Il est constant qu'au visa des articles L. 622-25, L. 622-28 et R. 622-23 du code de commerce que la seule mention dans une déclaration de créance, du montant non échu de cette créance et de l'indication du seul taux des intérêts de retard ne peut, en l'absence de toute précision sur les modalités de calcul des intérêts dans la déclaration elle-même ou par renvoi exprès de celle-ci à un document joint indiquant ces modalités, valoir déclaration des intérêts dont le cours n'était pas arrêté.
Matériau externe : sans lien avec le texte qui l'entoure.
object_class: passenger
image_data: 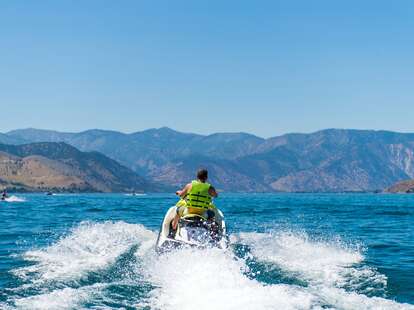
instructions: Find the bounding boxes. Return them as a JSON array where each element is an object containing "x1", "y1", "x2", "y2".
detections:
[{"x1": 172, "y1": 169, "x2": 218, "y2": 230}]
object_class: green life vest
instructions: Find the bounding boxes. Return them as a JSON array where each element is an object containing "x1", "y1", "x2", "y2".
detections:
[{"x1": 187, "y1": 181, "x2": 211, "y2": 213}]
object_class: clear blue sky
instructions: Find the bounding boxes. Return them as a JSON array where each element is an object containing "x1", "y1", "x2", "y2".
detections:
[{"x1": 0, "y1": 0, "x2": 414, "y2": 137}]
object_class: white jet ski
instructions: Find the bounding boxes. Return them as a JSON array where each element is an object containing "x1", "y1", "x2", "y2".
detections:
[{"x1": 155, "y1": 202, "x2": 228, "y2": 253}]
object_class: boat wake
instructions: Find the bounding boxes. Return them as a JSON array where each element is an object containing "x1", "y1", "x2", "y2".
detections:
[
  {"x1": 0, "y1": 222, "x2": 414, "y2": 310},
  {"x1": 4, "y1": 195, "x2": 26, "y2": 202}
]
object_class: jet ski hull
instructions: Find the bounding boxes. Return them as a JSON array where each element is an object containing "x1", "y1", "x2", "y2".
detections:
[{"x1": 155, "y1": 206, "x2": 228, "y2": 253}]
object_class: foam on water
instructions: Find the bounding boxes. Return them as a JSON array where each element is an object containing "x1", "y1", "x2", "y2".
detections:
[
  {"x1": 4, "y1": 222, "x2": 414, "y2": 310},
  {"x1": 15, "y1": 284, "x2": 105, "y2": 310},
  {"x1": 5, "y1": 195, "x2": 26, "y2": 202},
  {"x1": 14, "y1": 222, "x2": 155, "y2": 282},
  {"x1": 137, "y1": 249, "x2": 315, "y2": 310},
  {"x1": 233, "y1": 232, "x2": 368, "y2": 286}
]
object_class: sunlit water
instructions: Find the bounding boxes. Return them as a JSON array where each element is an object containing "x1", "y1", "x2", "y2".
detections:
[{"x1": 0, "y1": 194, "x2": 414, "y2": 310}]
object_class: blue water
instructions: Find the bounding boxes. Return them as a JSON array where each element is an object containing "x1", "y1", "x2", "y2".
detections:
[{"x1": 0, "y1": 194, "x2": 414, "y2": 309}]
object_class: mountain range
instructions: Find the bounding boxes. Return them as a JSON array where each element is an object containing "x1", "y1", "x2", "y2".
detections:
[
  {"x1": 0, "y1": 127, "x2": 414, "y2": 192},
  {"x1": 0, "y1": 142, "x2": 157, "y2": 192}
]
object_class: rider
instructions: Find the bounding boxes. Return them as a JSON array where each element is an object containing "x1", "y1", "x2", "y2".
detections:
[{"x1": 172, "y1": 169, "x2": 218, "y2": 230}]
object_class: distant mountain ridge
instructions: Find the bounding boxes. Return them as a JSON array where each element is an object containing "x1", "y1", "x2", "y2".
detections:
[
  {"x1": 0, "y1": 142, "x2": 157, "y2": 192},
  {"x1": 0, "y1": 127, "x2": 414, "y2": 192}
]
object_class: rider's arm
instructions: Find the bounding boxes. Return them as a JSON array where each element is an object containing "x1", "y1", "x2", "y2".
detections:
[
  {"x1": 208, "y1": 186, "x2": 218, "y2": 197},
  {"x1": 176, "y1": 183, "x2": 191, "y2": 198}
]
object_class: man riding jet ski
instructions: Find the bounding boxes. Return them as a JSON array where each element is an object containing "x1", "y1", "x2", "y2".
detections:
[{"x1": 156, "y1": 169, "x2": 227, "y2": 253}]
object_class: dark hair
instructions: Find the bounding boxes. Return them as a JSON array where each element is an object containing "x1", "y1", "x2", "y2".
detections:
[{"x1": 197, "y1": 169, "x2": 208, "y2": 181}]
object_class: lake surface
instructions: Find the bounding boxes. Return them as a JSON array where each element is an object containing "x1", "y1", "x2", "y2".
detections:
[{"x1": 0, "y1": 194, "x2": 414, "y2": 310}]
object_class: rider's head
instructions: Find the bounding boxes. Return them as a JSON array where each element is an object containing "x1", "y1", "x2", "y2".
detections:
[{"x1": 197, "y1": 169, "x2": 208, "y2": 182}]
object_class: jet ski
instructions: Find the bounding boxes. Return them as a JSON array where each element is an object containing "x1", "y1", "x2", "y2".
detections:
[{"x1": 155, "y1": 200, "x2": 228, "y2": 254}]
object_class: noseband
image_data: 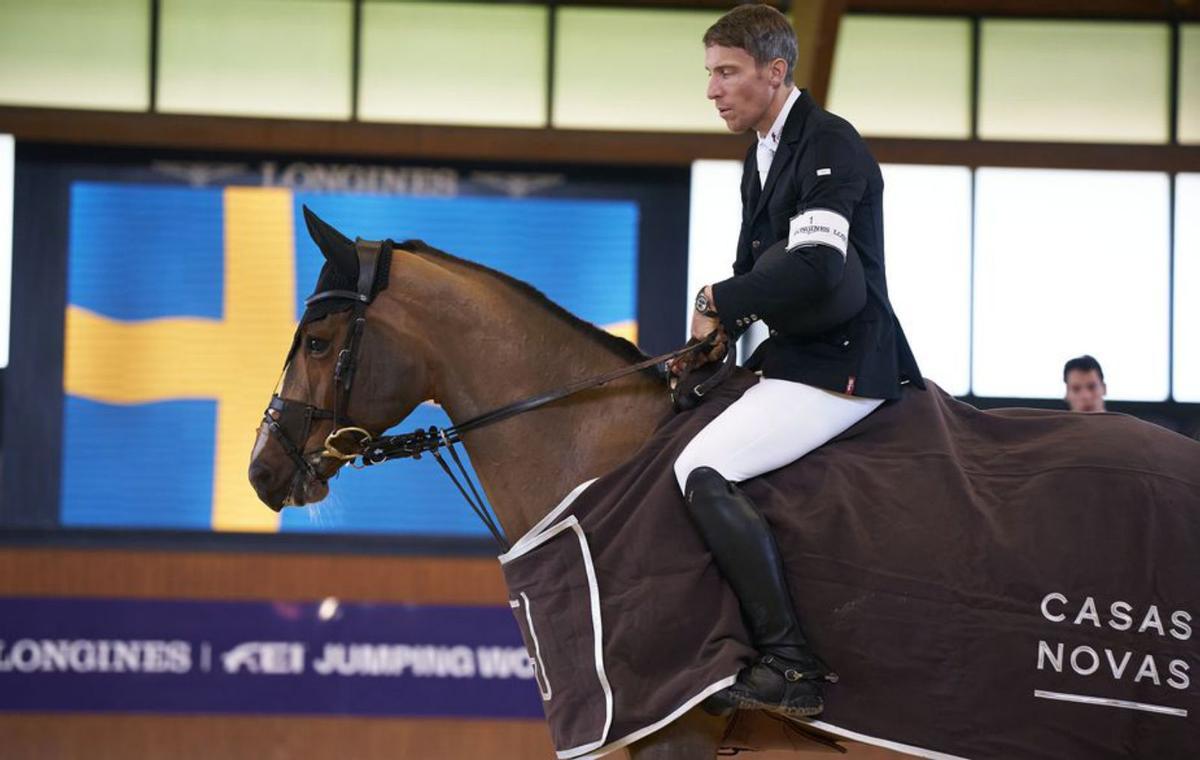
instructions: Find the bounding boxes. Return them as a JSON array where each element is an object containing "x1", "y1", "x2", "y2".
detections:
[{"x1": 263, "y1": 238, "x2": 394, "y2": 483}]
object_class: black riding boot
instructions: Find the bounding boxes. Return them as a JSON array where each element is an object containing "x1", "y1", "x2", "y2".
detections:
[{"x1": 685, "y1": 467, "x2": 838, "y2": 717}]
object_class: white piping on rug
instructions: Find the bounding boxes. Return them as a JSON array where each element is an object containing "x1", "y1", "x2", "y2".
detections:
[
  {"x1": 521, "y1": 591, "x2": 554, "y2": 702},
  {"x1": 497, "y1": 478, "x2": 596, "y2": 564},
  {"x1": 558, "y1": 674, "x2": 738, "y2": 760},
  {"x1": 500, "y1": 516, "x2": 613, "y2": 759}
]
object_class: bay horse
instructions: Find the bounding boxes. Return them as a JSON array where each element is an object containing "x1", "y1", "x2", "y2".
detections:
[{"x1": 250, "y1": 209, "x2": 748, "y2": 760}]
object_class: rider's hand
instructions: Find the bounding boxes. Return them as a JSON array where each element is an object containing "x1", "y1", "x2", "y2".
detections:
[{"x1": 667, "y1": 319, "x2": 730, "y2": 377}]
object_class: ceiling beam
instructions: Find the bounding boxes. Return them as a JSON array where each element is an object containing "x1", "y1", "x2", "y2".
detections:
[
  {"x1": 791, "y1": 0, "x2": 846, "y2": 106},
  {"x1": 847, "y1": 0, "x2": 1200, "y2": 20},
  {"x1": 0, "y1": 107, "x2": 1200, "y2": 172}
]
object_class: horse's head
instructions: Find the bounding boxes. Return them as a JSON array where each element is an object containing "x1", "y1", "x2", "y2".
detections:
[{"x1": 250, "y1": 208, "x2": 432, "y2": 510}]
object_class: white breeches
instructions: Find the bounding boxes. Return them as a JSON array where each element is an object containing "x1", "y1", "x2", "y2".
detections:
[{"x1": 674, "y1": 378, "x2": 883, "y2": 491}]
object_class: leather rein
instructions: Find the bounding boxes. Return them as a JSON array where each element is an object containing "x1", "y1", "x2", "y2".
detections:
[{"x1": 263, "y1": 238, "x2": 736, "y2": 551}]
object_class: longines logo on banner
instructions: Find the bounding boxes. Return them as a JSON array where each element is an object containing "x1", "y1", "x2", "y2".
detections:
[
  {"x1": 0, "y1": 639, "x2": 533, "y2": 680},
  {"x1": 0, "y1": 639, "x2": 192, "y2": 674},
  {"x1": 1034, "y1": 591, "x2": 1192, "y2": 717},
  {"x1": 263, "y1": 161, "x2": 458, "y2": 198}
]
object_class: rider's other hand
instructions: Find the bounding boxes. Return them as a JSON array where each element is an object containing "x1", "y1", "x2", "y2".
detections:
[{"x1": 691, "y1": 311, "x2": 721, "y2": 341}]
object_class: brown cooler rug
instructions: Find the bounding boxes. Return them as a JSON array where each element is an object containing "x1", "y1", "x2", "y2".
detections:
[{"x1": 502, "y1": 371, "x2": 1200, "y2": 760}]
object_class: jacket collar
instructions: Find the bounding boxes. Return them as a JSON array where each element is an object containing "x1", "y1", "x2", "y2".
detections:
[{"x1": 750, "y1": 90, "x2": 817, "y2": 221}]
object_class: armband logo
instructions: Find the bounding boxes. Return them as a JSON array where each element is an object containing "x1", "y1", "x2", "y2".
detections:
[{"x1": 787, "y1": 209, "x2": 850, "y2": 258}]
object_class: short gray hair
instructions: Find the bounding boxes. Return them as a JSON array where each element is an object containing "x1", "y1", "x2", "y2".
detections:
[{"x1": 704, "y1": 4, "x2": 798, "y2": 84}]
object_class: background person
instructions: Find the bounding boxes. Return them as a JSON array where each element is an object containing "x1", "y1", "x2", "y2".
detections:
[
  {"x1": 1062, "y1": 354, "x2": 1109, "y2": 412},
  {"x1": 674, "y1": 5, "x2": 923, "y2": 716}
]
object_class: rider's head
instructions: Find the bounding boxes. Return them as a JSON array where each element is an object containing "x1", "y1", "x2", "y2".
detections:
[
  {"x1": 704, "y1": 5, "x2": 797, "y2": 133},
  {"x1": 1062, "y1": 354, "x2": 1109, "y2": 412}
]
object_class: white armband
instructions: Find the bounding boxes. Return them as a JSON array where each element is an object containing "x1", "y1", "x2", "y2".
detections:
[{"x1": 787, "y1": 209, "x2": 850, "y2": 258}]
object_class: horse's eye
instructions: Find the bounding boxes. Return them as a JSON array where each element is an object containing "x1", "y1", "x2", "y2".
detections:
[{"x1": 305, "y1": 336, "x2": 329, "y2": 354}]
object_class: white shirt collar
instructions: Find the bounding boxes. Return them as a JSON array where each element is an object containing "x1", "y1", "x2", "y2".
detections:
[{"x1": 756, "y1": 84, "x2": 800, "y2": 151}]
Le montant hors clause pénale de 156 084,70 euros est donc justifié.
Sur l'indemnité contractuelle :
En vertu de l'article 1231-5 du code civil, lorsque le contrat stipule que celui qui manquera de l'exécuter paiera une certaine somme à titre de dommages et intérêts, il ne peut être alloué à l'autre partie une somme plus forte ou moindre.
Néanmoins, le juge peut, même d'office, modérer ou augmenter la pénalité ainsi convenue si elle est manifestement excessive ou dérisoire.
Il est constant que pour réduire le montant d'une clause pénale, le juge doit motiver sa décision et indiquer en quoi le montant est manifestement excessif.
Il est acquis que la clause pénale se définit comme la stipulation d'un contrat par laquelle les parties évaluent forfaitairement et par avance l'indemnité due en cas d'inexécution de l'obligation contractée.
Tel est le cas en l'espèce où les conséquences de l'inexécution ont été contractuellement prévues par une indemnité de 7%.
Il est constant que pour apprécier le caractère excessif de la clause pénale, le juge doit se placer à la date de sa décision
En l'espèce, il n'est pas contesté que le montant de la clause pénale est de 1 0902,33 euros, ce montant qui est supérieur aux échéances impayées d'un montant de 7 073,91 euros est manifestement excessif et disproportionné au regard d'un préjudice effectivement subi qui n'est ni chiffré, ni détaillé, ni étayé par le crédit agricole.
Il est constant qu'il appartient au juge du fond de fixer le montant de l'indemnité dès lors qu'ils l'estiment excessive.
En l'espèce, l'indemnité sera fixée à la somme de 5 451,16 euros.
En conséquence, le montant de la déclaration de créance sera fixée à la somme de 156084,70 euros, à laquelle s'ajoute la somme de 5 451,16 euros, soit une somme de
163 158,61 euros à titre chirographaire.
L'équité ne commande pas qu'il soit fait droit aux demandes présentées sur le fondement de l'article 700 du code de procédure civile en cause d'appel et les dépens seront passés en frais privilégiés de procédure collective.
PAR CES MOTIFS,
LA COUR : Statuant par arrêt contradictoire, rendu publiquement
- INFIRME l'ordonnance du juge-commissaire du tribunal de commerce d'Ajaccio du 14 mars 2023
STATUANT A NOUVEAU
- ADMET la créance n°9 bis de la société caisse régionale de crédit agricole mutuel de la Corse pour un montant de cent soixante et un mille cinq cent trente cinq euros et quatre vingt six centimes (161 535,86 euros) à titre chirographaire
- DIT n'y avoir lieu à condamnation en application de l'article 700 du code de procédure civile.
- DIT que les dépens seront passés en frais privilégiés de la liquidation judiciaire.